~SPの彼に守られて~
 今にも伝えたい気持ちに蓋をして、鼻を何度もすすって顔を上げる。

「すげー不細工な顔だな」
「はい?」

 鷹野さんは淡々と言うけど、今、不細工って言った?人があれこれ悩んで泣いてたのに、不細工だなんて失礼な!優しいだなんて思ったのが、間違いだったかも。

「どうせ不細工ですし、膨れてますよ!!」
「そんだけ言い返すくらいなら、大丈夫だな。
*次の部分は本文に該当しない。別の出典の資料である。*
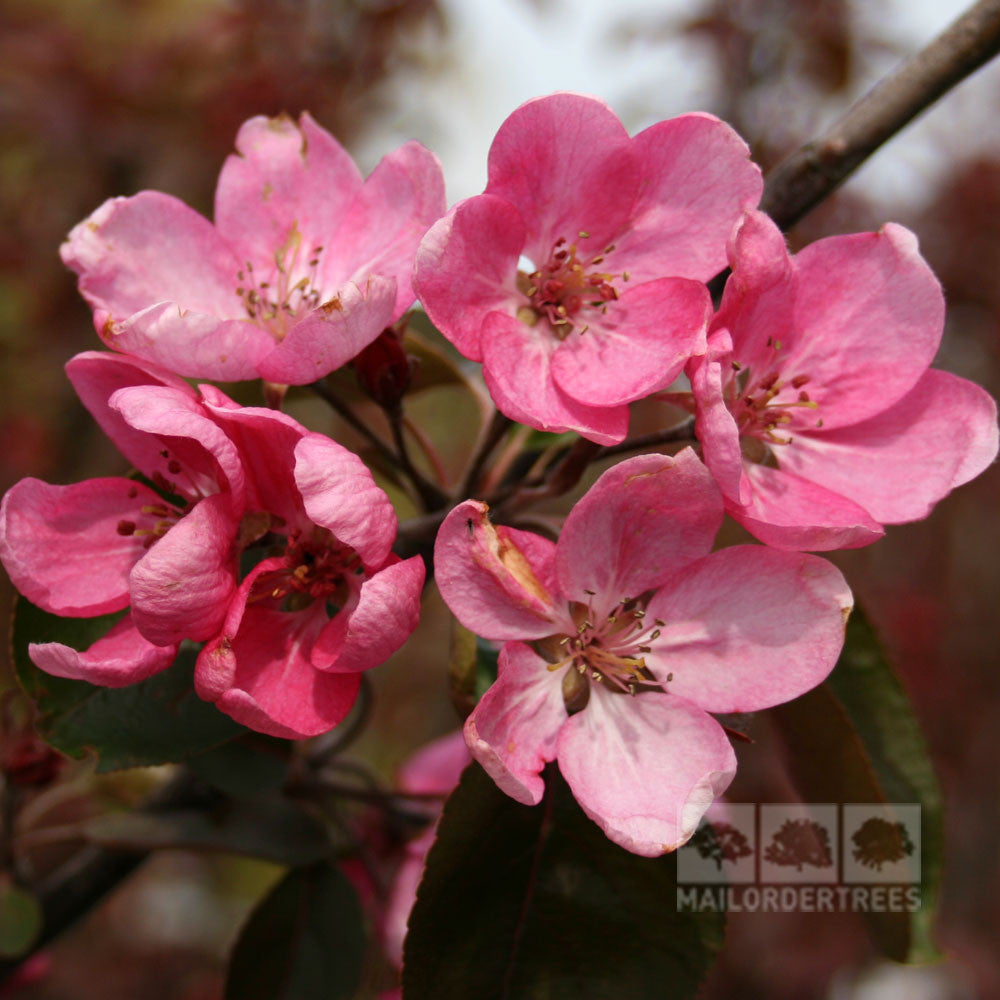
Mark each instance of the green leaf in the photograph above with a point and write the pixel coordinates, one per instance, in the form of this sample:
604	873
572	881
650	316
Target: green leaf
856	739
271	828
157	721
20	920
519	902
305	941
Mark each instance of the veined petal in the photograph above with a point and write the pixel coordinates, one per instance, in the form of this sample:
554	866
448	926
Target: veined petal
646	768
181	588
61	547
120	658
640	345
399	201
565	162
517	370
134	252
466	267
636	527
328	337
339	493
749	627
283	174
497	581
899	463
513	730
385	616
789	512
697	181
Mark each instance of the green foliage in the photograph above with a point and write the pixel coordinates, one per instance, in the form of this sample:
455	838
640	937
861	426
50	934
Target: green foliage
157	721
856	739
305	941
521	902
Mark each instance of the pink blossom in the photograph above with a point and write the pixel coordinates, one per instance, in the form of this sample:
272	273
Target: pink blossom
620	232
624	635
329	599
108	544
305	265
816	408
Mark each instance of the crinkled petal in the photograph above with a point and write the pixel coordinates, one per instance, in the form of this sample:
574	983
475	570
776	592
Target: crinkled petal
385	616
513	730
640	345
898	464
191	343
283	174
636	527
121	657
565	162
182	587
331	335
697	181
399	201
134	252
339	493
467	267
97	375
789	512
749	627
258	671
646	768
195	454
497	581
61	547
517	370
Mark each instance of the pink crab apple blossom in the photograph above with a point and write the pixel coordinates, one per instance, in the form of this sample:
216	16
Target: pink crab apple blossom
816	408
305	265
618	233
104	545
328	601
622	636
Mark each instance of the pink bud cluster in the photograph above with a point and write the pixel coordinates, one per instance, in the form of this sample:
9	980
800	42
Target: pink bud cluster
577	279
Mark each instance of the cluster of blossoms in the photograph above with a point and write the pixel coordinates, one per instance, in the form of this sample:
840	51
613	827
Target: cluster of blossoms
578	281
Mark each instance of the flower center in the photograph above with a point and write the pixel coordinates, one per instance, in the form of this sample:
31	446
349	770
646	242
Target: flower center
292	288
566	287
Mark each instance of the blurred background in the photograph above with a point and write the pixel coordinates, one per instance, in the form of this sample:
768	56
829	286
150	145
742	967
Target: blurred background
107	97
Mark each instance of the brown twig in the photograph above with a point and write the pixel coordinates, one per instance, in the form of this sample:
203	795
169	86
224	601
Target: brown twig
815	170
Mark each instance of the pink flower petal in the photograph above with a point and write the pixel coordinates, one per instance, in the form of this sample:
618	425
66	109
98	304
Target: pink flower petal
182	586
134	252
749	627
399	201
497	581
121	657
517	371
385	616
61	547
513	730
328	337
565	162
789	512
636	527
284	174
640	346
188	342
467	267
646	768
97	375
697	181
898	464
339	493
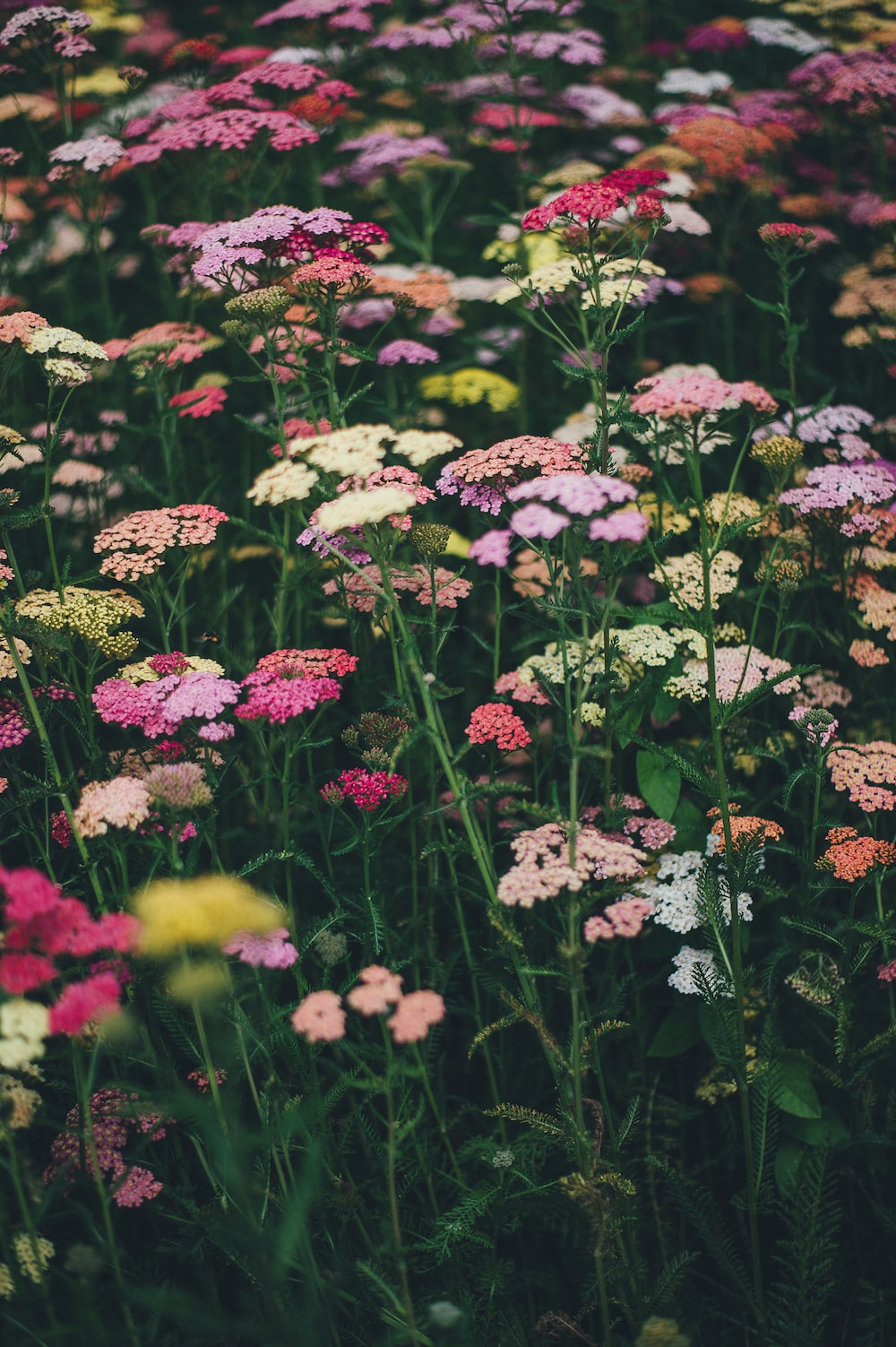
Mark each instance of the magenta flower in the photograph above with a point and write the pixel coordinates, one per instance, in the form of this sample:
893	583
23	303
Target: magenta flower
200	402
366	790
407	353
495	722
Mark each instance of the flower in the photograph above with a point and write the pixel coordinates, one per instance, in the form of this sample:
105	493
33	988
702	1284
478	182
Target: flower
263	951
355	509
407	353
377	990
415	1015
495	722
135	543
866	771
125	803
689	395
200	402
850	856
206	910
320	1017
366	790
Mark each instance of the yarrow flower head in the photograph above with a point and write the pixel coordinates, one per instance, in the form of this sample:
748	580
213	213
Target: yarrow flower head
866	771
366	790
692	395
590	203
208	910
543	867
495	722
135	544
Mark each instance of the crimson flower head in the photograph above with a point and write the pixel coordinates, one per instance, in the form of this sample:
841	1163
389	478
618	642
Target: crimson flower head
783	238
591	201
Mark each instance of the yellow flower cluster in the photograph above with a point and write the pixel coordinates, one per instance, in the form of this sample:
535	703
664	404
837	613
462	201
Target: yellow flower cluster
733	508
65	355
660	514
92	615
684	578
355	452
143	672
468	387
778	453
202	911
18	1105
422	446
7	666
285	481
32	1255
23	1027
353	509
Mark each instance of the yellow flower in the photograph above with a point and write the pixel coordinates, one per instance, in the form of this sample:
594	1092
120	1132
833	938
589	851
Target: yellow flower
468	387
202	911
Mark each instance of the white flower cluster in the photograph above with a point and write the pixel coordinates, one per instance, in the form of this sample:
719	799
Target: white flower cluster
676	894
781	32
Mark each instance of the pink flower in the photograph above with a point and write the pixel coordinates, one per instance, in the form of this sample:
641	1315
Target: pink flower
200	402
280	699
320	1017
366	790
263	951
693	393
414	1016
407	353
377	990
24	971
495	722
81	1002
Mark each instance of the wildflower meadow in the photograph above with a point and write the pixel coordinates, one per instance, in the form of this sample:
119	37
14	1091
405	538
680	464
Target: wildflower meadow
448	721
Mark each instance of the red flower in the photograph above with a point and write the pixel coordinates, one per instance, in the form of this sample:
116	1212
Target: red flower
200	402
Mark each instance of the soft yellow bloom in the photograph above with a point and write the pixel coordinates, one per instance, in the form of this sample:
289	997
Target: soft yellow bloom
468	387
202	911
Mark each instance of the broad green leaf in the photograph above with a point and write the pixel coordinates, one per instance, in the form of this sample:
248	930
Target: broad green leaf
659	781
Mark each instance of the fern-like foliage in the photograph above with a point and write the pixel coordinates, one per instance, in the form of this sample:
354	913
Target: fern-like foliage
799	1300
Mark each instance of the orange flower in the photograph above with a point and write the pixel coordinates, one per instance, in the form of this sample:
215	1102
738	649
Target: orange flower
850	856
745	830
725	149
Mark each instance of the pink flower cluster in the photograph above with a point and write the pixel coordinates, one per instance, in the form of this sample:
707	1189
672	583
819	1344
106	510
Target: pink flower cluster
13	728
363	591
111	1114
39	926
288	683
496	722
543	869
687	396
594	201
135	544
263	951
366	790
553	504
866	771
837	487
162	707
198	402
624	919
320	1016
483	476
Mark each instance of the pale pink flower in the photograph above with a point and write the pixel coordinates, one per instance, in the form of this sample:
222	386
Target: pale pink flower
377	990
320	1017
415	1015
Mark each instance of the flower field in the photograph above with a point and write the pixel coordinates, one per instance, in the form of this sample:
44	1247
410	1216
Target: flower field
448	722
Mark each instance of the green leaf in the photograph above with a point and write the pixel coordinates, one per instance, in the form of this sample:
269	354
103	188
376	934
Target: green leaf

鷲宮さんの所に行くぞ」
「待ってください」

 私の背中を抱きしめていた腕が離れ、鷹野さんはフルフェイスのメットを2つ拾い上げてオートバイのハンドルに掛けた。

 先を歩く鷹野さんに駆け寄り、エレベーターで4階まで上がる。

 そして鷹野さんが先に株式会社ホークスのドアをノックすると、ドア越しからバタバタと走る音が聞こえ、ドアが開いて鮫島さんが出迎えてくれた。

「千明ちゃん!大丈夫だった?中に入って」
「はい」

 中に入ってソファに座ると、安心しきったのかまた涙が出てきちゃった。

「ごめんなさい、何だか安心しちゃって」
「ううん。泣きたいなら、俺の胸にドーンとあずけちゃっていいんだよ」

 鮫島さんはほらという感じで両腕を広げるんだけど、それはちょっと……。

「お前は尾行していた車について調べんか!」
「痛っ!!」

 前にも鮫島さんは鷲宮さんに鉄拳を落とされていたような…、確かここに来て鷹野さんと一緒に部屋を出るときにも落とされていたっけ?

 何だかこの光景がホッとするなぁ…、ここにいると追いかけられたことが忘れられるというか、SPの皆さんの空気がそうさせてくれているのかも。